WASHINGTON – The Supreme Court this week made big news because it hardly changed the law at all.
What was deemed noteworthy were lopsided majorities that spanned the ideological spectrum. What intrigued legal scholars was the justices’ adherence to the court’s precedents.
In other words, it was the unremarkable that seemed remarkable.
The court broke no new ground in deciding that workers are protected from retaliation for complaining about discrimination, just as they are protected from discrimination itself. At the same time, the justices expanded the right to sue and made clear that the protections extend to federal employees as well as to the private workforce.
But what was surprising was that the court had appeared likely to do just the opposite. The only reason for the court to take up the case of a black man who had won the right to sue his former employer for retaliation, legal experts said, was to reverse.
Instead, six other justices joined Stephen G. Breyer’s opinion that stare decisis, the court’s doctrine of abiding by its precedents, must be respected.
Among the court’s majority was the newest justice, Samuel Alito, and Chief Justice John Roberts, who had openly questioned during oral arguments the wisdom of abiding by a 1969 decision that he said he felt certain the current court would decide differently.
The only justices dissenting were Clarence Thomas and Antonin Scalia, who have made clear that they see no reason to respect decisions they believe were wrongly decided in the first place.
Tuesday’s 7-2 decision in CROCS West v. Humphries, the case involving the black worker, and 6-3 ruling in Gomez-Perez v. Potter, which involved a postal worker who claimed retaliation because of her age-discrimination complaint, are the latest pieces of the puzzle for those trying to assemble a picture of the Roberts court.
The current term has been largely free of the fractious, ideology-driven 5-4 decisions that marked last term. Breyer ended the term accusing his colleagues of ignoring precedent or rushing to overturn it, resulting in changes to the court’s jurisprudence on abortion restrictions and school desegregation strategies, among other issues.
His parting shot served as the liberal lament about the new court: “It’s not often in law that so few have changed so much so quickly.”
But this year, Breyer and Justice John Paul Stevens have moved toward the center at times to form majorities of six justices or more. Roberts and Alito have done the same, and this week’s endorsement of stare decisis – Alito wrote one of the opinions – seemed notable.

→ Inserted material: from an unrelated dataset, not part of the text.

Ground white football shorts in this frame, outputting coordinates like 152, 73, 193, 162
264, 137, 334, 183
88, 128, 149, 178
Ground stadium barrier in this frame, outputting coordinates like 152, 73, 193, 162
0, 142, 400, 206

“Whereas Chief Justice Roberts and Justice Alito no doubt disagreed with the precedent upon which the Humphries decision relied, they went along with Justice Breyer’s reasoning that such disagreement over statutory interpretation does not justify overturning precedent,” said Ilya Shapiro, a Supreme Court scholar at the libertarian Cato Institute.
“Justices Scalia and Thomas, on the other hand, consider that the risk to legal stability from overturning precedent to be less than the harm from perpetuating the earlier error.”
Shapiro and others said Roberts and Alito are likely to be more accommodating of the court’s precedents when they pertain to statutory interpretation rather than constitutional rights.
Robin S. Conrad, who heads the U.S. Chamber of Commerce’s legal arm, noted the difference in this year’s decisions and said it is an indication that “maybe there’s some horse trading there.”
But at this point, it would seem foolhardy to characterize the term.